HMCS Porte de la Reine (YMG 184)

History
Canada
Class and type: Porte-class gate vessel
Name: Porte de la Reine
Builder: Victoria Machinery Depot, Victoria
Laid down: 4 March 1951
Launched: 23 July 1952
Commissioned: 7 December 1952
Decommissioned: 19 December 1996
Identification: Pennant number: YNG 184
Fate: Retired
General characteristics
Type: Boom defence vessel
Displacement: 498 tons
Length: 125.5 ft (38.3 m)
Beam: 26.3 ft (8.0 m)
Draught: 13 ft (4.0 m)
Speed: 11 kn (20 km/h)
Complement: 23 (later increased to 45 for training purposes)
Sensors and
processing systems:
  • Mechanical minesweeping equipment (later removed)
  • Boom defence equipment
Armament: 1 × 40mm Bofors single mount (later removed)
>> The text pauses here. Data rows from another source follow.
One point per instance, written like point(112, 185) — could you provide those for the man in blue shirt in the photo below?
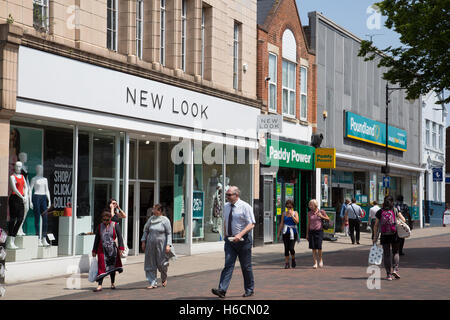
point(239, 220)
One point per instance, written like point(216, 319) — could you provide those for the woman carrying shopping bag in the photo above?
point(386, 221)
point(107, 250)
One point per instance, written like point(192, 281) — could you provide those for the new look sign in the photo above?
point(371, 131)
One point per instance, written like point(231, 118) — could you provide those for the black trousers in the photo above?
point(401, 243)
point(354, 226)
point(16, 214)
point(289, 244)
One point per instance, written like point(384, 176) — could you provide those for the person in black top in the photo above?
point(389, 238)
point(116, 212)
point(404, 209)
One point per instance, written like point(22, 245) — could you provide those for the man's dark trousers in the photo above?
point(354, 225)
point(233, 250)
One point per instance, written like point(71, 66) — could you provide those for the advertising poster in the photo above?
point(332, 216)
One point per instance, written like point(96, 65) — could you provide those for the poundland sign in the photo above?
point(290, 155)
point(371, 131)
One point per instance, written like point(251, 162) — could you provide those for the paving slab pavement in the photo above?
point(193, 276)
HMCS Porte de la Reine was a Porte-class gate vessel of the Royal Canadian Navy.

Construction and career

Porte de la Reine was built by Victoria Machinery Depot, Victoria, being laid down on 4 March 1951 and launched on 23 July 1952. She was commissioned on 7 December 1952 and like her sister ships, took the name of one of the gates in the fortifications of Quebec or Louisbourg.

Though the class were designed to operate the gates in anti-submarine booms, there was little need for this during the Cold War and Porte de la Reine was placed in reserve in 1957. The class was reactivated in the mid-1960s and used as training vessels for personnel of the Canadian Forces Naval Reserve. Porte de la Reine was based at Esquimalt, British Columbia until being paid off on 19 December 1996 and disposed of.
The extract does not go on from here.